Driving in icy or snowy conditions
One of the most dangerous driving conditions is ice, as it is usually extremely hard to see and anticipate. Sudden temperature drops can also turn surface water into deadly ice patches that could be waiting for you around the next bend. Don’t be fooled into thinking that this only happens at night. Plummeting daytime temperatures and snow or sleet showers also present a real risk.
You’ll need to allow up to 10 times the usual braking distance in icy conditions. Keep in control of your vehicle by allowing your anti-lock brake system (ABS) to do its job. Avoid sudden braking, acceleration or steering. In a vehicle without ABS, apply the brakes gently.
In potentially snowy conditions, plan your journey before you set off and keep in touch with weather reports (e.g. Met Office) while travelling. If heavy snow is forecast, try to re-schedule your journey or your breaks to avoid travelling in the worst of the weather. Visit our traffic and travel information pages to a list of useful contacts.
Snow dramatically affects visibility, so make sure that you reduce your speed and use dipped headlights. Snow also affects braking distances so make sure that you allow for this by leaving a larger gap between you and the next vehicle.
Traction is a major problem in snow and ice, particularly if your vehicle is not fitted with traction control.

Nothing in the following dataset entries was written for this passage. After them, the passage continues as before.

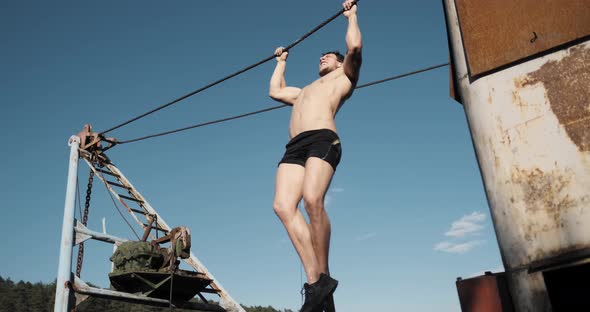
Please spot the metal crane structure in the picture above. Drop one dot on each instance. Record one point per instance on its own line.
(150, 275)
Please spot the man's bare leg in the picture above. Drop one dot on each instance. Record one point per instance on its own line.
(288, 193)
(318, 175)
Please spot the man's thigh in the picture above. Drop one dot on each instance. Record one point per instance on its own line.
(289, 184)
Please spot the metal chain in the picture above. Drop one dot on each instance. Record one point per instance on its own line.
(85, 222)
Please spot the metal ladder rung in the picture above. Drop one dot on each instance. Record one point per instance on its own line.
(138, 211)
(117, 184)
(155, 228)
(131, 198)
(107, 172)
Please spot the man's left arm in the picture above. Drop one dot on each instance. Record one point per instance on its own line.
(353, 59)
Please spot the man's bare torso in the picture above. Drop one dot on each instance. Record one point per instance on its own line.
(317, 104)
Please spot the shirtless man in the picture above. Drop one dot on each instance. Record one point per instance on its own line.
(312, 155)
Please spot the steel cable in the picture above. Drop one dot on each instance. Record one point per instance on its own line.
(265, 109)
(324, 23)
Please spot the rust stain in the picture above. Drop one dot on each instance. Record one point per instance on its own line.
(545, 192)
(567, 86)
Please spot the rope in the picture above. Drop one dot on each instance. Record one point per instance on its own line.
(401, 76)
(265, 109)
(324, 23)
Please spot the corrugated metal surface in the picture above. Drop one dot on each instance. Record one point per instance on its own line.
(499, 32)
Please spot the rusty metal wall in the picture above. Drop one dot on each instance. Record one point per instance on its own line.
(530, 126)
(486, 293)
(499, 32)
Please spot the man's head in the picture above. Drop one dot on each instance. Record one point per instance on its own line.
(330, 61)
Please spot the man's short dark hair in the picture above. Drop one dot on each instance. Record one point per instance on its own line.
(339, 56)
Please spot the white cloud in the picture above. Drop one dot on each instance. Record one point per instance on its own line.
(328, 199)
(468, 224)
(457, 248)
(365, 236)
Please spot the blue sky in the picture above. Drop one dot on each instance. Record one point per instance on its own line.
(407, 205)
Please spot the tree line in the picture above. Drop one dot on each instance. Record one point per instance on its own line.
(39, 297)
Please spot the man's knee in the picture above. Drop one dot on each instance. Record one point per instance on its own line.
(314, 204)
(283, 210)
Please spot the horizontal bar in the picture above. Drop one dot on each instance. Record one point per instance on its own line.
(117, 184)
(130, 198)
(83, 288)
(107, 172)
(138, 211)
(80, 228)
(155, 228)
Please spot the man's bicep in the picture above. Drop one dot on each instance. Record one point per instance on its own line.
(352, 65)
(287, 95)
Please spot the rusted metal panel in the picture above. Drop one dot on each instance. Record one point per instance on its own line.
(486, 293)
(499, 32)
(530, 125)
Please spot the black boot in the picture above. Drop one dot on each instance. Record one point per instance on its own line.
(317, 293)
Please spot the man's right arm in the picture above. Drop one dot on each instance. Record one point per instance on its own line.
(278, 87)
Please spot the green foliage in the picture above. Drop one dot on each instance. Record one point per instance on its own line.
(39, 297)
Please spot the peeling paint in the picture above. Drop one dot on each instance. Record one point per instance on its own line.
(567, 87)
(545, 192)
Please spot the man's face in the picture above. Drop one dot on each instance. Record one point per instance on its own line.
(328, 63)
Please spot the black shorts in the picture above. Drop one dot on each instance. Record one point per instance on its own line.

To counteract this you should keep your wheels turning as slowly as possible particularly when pulling away.
Road markings and traffic signs will be extremely difficult to read. Make sure that you remain cautious at all times. Pay extra attention to the road and approach junctions slowly.
Deep snow and drifting may cause road closures. Do not attempt to use these roads, no matter what the circumstances, as you will be risking your life and the lives of others.
If snowy conditions are likely, keep extra layers of warm clothing and some food and drink in your cab in case you’re held up or get stuck.